Seminar series
Welcome to the Trustworthy Systems Lab Seminar Series!
Here you can find all the upcoming and previous seminars in the series. The focus of the seminars is on promoting discussion and debate around the topic of Trustworthiness.
The format of the talks are 20-30 mins of presentation and 30 mins for discussion and questions. We usually hold these weekly on a Wednesday lunchtime at midday (12:00). This is an open group so please share widely and get in contact if you wish to observe, join the debate or give a presentation.
Please contact us to be added to the mailing list where you will be sent an invitation to the talks each week along with an update of the next talks.
Details of upcoming talks and speakers can be found below.

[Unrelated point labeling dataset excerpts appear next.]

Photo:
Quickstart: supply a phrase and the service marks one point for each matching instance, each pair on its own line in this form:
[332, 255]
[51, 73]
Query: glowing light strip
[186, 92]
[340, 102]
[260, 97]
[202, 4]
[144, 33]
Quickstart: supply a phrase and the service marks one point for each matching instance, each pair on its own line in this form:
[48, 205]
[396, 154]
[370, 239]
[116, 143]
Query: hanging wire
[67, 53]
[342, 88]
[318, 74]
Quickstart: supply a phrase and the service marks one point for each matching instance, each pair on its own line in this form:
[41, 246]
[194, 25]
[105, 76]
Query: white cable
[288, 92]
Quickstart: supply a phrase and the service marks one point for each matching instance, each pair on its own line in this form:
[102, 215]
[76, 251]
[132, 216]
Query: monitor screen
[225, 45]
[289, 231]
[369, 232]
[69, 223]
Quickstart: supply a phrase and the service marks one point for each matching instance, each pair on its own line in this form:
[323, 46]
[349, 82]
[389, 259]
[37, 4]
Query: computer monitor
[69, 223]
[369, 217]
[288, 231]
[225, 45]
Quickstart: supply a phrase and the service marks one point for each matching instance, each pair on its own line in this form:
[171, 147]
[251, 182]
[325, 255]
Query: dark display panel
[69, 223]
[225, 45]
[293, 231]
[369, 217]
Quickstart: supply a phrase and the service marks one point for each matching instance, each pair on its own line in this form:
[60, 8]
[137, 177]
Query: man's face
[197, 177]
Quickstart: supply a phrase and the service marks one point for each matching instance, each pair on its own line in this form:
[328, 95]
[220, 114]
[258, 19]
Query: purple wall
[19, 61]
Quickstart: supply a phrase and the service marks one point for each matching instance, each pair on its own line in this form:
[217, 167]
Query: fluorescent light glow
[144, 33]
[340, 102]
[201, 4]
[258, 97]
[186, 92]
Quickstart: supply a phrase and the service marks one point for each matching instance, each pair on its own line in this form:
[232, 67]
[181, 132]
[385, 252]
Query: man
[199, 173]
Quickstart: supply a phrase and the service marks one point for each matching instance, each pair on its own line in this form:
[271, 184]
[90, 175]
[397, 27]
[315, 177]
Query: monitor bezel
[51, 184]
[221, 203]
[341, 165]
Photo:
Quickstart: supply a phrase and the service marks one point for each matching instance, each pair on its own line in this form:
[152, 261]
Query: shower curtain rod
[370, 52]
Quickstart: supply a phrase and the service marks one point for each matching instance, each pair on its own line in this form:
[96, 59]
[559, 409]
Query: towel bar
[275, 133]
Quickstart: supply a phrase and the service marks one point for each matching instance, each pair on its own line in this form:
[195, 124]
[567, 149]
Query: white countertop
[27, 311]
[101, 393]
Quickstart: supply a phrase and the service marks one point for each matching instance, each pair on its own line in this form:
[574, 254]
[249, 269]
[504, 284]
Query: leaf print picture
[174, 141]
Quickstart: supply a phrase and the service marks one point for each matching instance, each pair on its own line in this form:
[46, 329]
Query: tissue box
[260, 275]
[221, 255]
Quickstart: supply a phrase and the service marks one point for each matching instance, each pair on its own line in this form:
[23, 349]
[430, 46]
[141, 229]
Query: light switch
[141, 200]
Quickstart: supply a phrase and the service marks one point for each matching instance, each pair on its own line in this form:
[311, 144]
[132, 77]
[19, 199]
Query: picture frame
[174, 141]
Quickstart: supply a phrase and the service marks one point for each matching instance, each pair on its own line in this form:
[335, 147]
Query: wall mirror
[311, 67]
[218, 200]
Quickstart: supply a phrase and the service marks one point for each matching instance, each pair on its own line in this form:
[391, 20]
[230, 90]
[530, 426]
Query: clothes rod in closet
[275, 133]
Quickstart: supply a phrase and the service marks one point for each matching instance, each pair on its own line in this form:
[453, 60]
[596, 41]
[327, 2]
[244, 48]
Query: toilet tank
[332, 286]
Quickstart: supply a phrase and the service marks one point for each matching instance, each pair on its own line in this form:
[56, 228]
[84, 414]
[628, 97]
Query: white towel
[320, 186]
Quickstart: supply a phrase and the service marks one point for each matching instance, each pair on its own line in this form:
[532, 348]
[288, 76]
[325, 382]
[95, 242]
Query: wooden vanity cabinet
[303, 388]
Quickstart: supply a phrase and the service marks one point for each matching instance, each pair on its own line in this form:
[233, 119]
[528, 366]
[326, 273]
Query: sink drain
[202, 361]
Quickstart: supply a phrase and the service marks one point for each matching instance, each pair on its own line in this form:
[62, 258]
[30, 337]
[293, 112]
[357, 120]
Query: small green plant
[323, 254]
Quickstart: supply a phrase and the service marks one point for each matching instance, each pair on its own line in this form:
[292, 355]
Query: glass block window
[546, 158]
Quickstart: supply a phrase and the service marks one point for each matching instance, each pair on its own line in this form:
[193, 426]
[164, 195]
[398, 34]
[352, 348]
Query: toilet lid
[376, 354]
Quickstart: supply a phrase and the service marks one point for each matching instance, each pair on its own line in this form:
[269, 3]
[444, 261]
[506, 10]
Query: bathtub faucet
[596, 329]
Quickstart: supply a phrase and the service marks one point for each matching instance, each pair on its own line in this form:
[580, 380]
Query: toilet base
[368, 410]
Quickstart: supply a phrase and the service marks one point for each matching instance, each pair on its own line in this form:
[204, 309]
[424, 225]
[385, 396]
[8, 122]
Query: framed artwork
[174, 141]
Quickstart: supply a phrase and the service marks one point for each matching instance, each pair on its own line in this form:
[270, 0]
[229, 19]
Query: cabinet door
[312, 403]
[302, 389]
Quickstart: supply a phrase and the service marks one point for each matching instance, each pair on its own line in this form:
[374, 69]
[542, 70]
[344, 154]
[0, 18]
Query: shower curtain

19th November 2025, Towards Trustworthy Deep Learning: Verification, Evaluation, and Adversarial Training
Deep learning (DL) has been advancing rapidly, and it is increasingly poised for deployment in a wide range of applications, such as autonomous systems, medical diagnosis and natural language processing. The quick adoption of DL technologies has also exposed significant safety concerns. Neural networks can be unstable, difficult to interpret, and susceptible to adversarial perturbations. In the longer term, developing safety certification techniques is essential for reducing potential harm, mitigating avoidable system failures, and ultimately ensuring trustworthiness. In this talk, I will present recent research works in verification, testing and adversarial learning aimed at improving the safety and reliability of DL systems, and discuss emerging challenges in modern foundational models.
Dr Xiyue Zhang

Xiyue Zhang is a Lecturer in the School of Computer Science at the University of Bristol. Before joining Bristol, she was a Research Associate in the Department of Computer Science at the University of Oxford. She received her PhD in in Applied Mathematics from Peking University in 2022. Her work focuses on trustworthy deep learning by integrating provable certification and empirical testing methods. Her recent work includes abstraction and verification for deep learning models and deep learning-enabled systems.